The wave would also affect our work queue (Kestrel) which would all of a sudden back up to the tune of hundreds of thousands of jobs while asynchronous workers would wait patiently for their database writes to complete. The queue backing up also had the effect of prolonging our overload issues, as the DB would start to clear up, all of a sudden the thousands of jobs that were patiently waiting in the queue would start streaming through, which could in turn put enough load on the DB that it would start the cycle all over again!

A wise man once said:

“I do mind, the Dude minds. This will not stand, ya know, this aggression will not stand, man.”

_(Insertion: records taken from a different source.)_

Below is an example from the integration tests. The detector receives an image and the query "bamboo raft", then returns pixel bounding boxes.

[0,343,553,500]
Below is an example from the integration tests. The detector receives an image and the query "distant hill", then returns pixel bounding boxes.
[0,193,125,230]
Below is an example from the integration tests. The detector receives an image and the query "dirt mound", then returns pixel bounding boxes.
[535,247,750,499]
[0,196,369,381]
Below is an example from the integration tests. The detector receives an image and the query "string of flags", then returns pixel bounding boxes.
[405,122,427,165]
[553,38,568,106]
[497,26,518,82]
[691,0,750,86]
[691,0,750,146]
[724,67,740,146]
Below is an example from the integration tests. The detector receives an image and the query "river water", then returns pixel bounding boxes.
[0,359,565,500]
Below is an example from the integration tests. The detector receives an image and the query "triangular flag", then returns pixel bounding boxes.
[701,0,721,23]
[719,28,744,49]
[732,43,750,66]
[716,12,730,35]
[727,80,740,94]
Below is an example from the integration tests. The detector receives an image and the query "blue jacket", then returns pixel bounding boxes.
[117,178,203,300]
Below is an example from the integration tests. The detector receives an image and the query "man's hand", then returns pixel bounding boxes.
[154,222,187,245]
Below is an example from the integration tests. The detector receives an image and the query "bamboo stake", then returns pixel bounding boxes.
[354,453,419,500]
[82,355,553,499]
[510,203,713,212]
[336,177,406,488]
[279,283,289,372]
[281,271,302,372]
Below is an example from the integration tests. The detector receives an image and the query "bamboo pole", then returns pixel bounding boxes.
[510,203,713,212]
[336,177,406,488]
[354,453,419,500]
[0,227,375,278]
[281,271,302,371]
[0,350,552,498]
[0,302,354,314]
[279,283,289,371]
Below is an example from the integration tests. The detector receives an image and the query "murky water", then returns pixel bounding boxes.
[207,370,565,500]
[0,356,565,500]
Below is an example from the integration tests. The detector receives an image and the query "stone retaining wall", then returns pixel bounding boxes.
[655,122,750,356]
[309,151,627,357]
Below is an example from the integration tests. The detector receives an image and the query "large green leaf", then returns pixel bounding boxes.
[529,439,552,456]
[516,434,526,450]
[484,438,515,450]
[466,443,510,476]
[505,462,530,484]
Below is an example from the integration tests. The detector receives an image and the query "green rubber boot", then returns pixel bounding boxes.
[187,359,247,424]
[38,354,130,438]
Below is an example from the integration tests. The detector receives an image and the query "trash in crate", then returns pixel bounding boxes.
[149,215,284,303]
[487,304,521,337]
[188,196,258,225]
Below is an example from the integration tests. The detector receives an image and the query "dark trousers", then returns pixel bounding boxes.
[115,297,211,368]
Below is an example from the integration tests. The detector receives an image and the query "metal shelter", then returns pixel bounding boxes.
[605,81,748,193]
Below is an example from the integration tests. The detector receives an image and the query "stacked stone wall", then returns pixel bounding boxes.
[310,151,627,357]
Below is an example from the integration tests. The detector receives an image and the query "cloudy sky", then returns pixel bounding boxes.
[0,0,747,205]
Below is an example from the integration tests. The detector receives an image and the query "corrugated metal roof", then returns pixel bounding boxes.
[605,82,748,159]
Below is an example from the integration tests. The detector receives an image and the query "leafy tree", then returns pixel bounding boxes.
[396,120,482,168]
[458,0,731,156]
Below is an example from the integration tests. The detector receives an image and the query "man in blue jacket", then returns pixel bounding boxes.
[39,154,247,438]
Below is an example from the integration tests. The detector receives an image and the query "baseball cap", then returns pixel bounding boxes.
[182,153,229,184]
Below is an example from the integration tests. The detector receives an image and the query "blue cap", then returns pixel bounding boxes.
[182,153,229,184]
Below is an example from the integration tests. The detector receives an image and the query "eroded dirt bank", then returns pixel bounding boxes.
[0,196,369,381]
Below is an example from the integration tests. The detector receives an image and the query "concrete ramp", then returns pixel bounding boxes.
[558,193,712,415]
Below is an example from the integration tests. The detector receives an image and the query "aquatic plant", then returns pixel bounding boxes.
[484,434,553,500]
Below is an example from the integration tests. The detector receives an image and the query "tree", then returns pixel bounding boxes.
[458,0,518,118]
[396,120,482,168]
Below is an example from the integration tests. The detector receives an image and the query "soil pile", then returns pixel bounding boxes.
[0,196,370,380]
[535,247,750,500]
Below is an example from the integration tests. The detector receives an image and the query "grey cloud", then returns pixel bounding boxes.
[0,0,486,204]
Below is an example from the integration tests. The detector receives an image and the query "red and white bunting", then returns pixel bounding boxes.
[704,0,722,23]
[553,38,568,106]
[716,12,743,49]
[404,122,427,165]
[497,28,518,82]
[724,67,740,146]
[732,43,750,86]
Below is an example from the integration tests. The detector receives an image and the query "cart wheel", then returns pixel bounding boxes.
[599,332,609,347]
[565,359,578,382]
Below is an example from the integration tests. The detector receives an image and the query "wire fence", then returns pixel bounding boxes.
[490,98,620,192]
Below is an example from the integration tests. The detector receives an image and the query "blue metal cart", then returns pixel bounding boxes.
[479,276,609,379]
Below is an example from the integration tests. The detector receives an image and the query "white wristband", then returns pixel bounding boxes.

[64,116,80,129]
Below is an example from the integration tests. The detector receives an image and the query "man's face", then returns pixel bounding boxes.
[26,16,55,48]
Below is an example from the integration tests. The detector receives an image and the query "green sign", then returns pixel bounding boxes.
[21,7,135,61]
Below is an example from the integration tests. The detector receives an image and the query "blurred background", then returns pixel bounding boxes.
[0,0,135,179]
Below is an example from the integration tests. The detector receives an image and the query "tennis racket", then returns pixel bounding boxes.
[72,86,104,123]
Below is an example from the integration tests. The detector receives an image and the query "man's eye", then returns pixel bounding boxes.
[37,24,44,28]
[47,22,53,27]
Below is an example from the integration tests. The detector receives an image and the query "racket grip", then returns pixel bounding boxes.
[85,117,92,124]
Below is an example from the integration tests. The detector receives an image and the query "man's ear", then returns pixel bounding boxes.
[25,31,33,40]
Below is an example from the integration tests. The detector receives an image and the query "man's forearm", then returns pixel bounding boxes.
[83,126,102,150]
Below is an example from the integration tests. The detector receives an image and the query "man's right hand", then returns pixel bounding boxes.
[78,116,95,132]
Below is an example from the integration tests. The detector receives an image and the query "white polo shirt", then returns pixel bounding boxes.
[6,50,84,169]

We got to work correcting a number of deficiencies in our infrastructure. First, we replaced more than half our Apache instances with “Spawning“, a high performance Python-specific web server capable of handling an incredible number of concurrent requests. Spawning performed so well, we updated our load balancer configuration to prefer Spawning to Apache at a 2:1 ratio. We also corrected some of our flow issues with the work queue, making sure that jobs are not constantly backing up but also that we’re not evacuating the queue too quickly, thereby overwhelming the primary DB machine. While we were rooting around in the production infrastructure we also upgraded our memcached capacity by five fold, giving ourselves a vast amount of memory reserved for more and more caching in front of the databases. Lastly, we added more hardware to better federate critical services, the highlight being brand new beefy database machine. Working with Contegix we built a machine with much higher disk throughput and more processing power than its predecessor, switching our primary database over to the new machine last Thursday night (with ~2 minutes of downtime).

As it stands now, we’re continuing to make a number of infrastructure improvements to not only make Apture more reliable but faster. There are some changes that I’m working on currently to help improve the speed at which our users can access content and interact with Apture-enabled sites.

I think I can speak for the whole Apture team when I say, I appreciate your patience with us over the past couple weeks, we’re all hard at work constantly making Apture better every single day.